Auto Elettrica, lʼAnfia contro Elkann sullo stop ai motori termici
Cautela, riflessione e anche preoccupazione. Lʼuscita di John Elkann sullo stop in Italia dal 2035 alla produzione di auto a combustione non è piaciuta a tutti
Cautela, riflessione e anche preoccupazione. Lʼuscita di John Elkann sullo stop in Italia dal 2035 alla produzione di auto a combustione non è piaciuta alla filiera produttiva italiana. Alle critiche dei sindacati, che temono ripercussioni sui posti di lavoro, si aggiungono infatti quelle di Confindustria, con il Presidente Bonomi che sottolinea il rischio di “chiudere interi pezzi di filiera” del settore auto in Italia.
A far sentire la propria voce è lʼ Anfia ‒ lʼAssociazione Nazionale dei costruttori italiani auto ‒ che esprime forte preoccupazione sullo stop per i motori a combustione termica (benzina e diesel). LʼAnfia è un organismo imprenditoriale, rappresenta le aziende che producono autoveicoli ma anche quelle dellʼindotto, e la “vecchia” Fiat italiana, sebbene uscita da Confindustria allʼepoca di Marchionne, rientra pienamente fra queste aziende, forte anzi della sua posizione dominante. “ A nome di tutte le imprese della filiera, degli imprenditori italiani e dei lavoratori del settore automotive ‒ afferma lʼAnfia in un comunicato ‒ auspichiamo un ripensamento o comunque un chiarimento”.
I rischi sono noti: il passaggio dallʼauto a motore termico allʼauto elettrica coinvolge totalmente il processo produttivo. Gli stabilimenti vanno ammodernati, i lavoratori vanno formati, le aziende dellʼindotto hanno bisogno di prepararsi e nuove realtà industriali nasceranno (si pensi alle gigafactory). La transizione energetica rischia un salasso di posti di lavoro (70.000 secondo alcune stime) e investimenti pregressi gettati al macero se si passasse in maniera frettolosa alla mobilità completamente elettrica. Al governo Draghi, quindi, il compito di dare certezze alla filiera e definire al più presto la road map per questa transizione, che coinvolge non solo lʼambiente, ma anche le fabbriche, i lavoratori e la società nel suo complesso.

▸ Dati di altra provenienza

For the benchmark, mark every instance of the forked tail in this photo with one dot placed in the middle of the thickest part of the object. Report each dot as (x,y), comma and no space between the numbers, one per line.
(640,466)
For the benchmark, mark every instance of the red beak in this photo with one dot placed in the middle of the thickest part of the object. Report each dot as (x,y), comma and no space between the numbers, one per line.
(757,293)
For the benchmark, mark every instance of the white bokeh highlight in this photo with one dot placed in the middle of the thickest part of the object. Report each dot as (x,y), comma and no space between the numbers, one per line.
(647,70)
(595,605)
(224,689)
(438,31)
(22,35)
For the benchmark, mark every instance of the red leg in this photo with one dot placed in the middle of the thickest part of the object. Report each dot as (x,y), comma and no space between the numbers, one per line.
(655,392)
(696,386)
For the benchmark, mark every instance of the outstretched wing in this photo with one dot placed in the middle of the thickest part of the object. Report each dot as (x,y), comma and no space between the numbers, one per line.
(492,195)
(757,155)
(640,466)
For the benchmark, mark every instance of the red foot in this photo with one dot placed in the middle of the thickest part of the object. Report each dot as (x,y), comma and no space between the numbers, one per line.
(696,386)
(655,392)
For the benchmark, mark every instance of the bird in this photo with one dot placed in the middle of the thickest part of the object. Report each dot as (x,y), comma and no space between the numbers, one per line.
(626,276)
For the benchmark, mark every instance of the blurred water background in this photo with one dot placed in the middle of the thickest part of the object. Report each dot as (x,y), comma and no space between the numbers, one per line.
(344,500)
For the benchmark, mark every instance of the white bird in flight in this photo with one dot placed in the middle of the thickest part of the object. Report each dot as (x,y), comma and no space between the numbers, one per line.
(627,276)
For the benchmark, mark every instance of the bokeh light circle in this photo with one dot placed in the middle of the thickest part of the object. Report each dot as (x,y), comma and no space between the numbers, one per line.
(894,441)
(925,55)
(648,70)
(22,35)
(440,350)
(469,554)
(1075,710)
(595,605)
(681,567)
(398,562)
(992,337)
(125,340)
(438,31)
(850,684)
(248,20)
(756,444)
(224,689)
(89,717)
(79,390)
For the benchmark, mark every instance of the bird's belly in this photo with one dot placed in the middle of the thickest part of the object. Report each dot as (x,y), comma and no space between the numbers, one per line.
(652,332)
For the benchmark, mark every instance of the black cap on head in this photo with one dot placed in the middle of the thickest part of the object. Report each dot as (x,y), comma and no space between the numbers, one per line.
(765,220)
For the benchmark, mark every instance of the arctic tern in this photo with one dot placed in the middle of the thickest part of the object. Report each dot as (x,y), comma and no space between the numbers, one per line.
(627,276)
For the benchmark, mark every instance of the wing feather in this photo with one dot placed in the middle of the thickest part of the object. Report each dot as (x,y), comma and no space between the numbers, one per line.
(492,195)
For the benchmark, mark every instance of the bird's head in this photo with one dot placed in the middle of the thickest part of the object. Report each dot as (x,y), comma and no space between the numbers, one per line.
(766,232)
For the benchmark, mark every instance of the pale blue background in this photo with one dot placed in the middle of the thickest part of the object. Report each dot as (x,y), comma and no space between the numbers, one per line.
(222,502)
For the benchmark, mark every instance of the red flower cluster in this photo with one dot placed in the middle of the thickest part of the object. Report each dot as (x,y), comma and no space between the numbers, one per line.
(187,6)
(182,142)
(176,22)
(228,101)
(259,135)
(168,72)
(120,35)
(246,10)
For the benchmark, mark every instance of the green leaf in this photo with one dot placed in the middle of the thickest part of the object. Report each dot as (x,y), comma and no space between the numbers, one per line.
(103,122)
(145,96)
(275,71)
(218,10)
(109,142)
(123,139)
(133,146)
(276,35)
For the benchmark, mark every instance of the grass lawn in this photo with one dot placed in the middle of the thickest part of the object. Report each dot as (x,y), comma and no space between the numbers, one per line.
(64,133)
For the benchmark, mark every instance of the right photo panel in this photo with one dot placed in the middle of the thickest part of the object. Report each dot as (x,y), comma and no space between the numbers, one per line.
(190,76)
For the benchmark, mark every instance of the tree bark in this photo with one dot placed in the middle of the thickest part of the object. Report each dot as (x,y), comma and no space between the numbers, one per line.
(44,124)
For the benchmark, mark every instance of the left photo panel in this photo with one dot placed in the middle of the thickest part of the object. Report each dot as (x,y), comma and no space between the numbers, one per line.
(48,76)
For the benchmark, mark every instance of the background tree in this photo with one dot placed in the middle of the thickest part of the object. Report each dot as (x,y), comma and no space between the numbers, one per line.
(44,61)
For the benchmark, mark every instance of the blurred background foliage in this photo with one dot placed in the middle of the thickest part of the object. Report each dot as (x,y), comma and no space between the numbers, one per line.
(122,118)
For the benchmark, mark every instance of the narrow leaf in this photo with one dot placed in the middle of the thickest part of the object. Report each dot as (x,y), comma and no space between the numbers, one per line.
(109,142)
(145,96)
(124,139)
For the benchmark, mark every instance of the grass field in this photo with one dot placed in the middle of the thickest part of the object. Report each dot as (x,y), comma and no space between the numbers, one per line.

Dal canto suo Elkann, presidente Stellantis, non ha fatto altro che rimarcare in unʼintervista quanto già annunciato dal gruppo: entro 10 anni il 70% delle vendite Stellantis riguarderà vetture elettriche, e nel settore il colosso franco-italiano-statunitense investirà 30 miliardi di euro. Risorse ingenti, non corrisposte dal lato pubblico, visto che la legge di bilancio 2022 prevede un fondo di soli 150 milioni per la riconversione elettrica del settore auto, ma è solo il finanziamento di un anno. Il timore è che negli anni a venire la transizione energetica in Italia assorbirà molte delle risorse del PNRR e delle casse dello Stato italiano.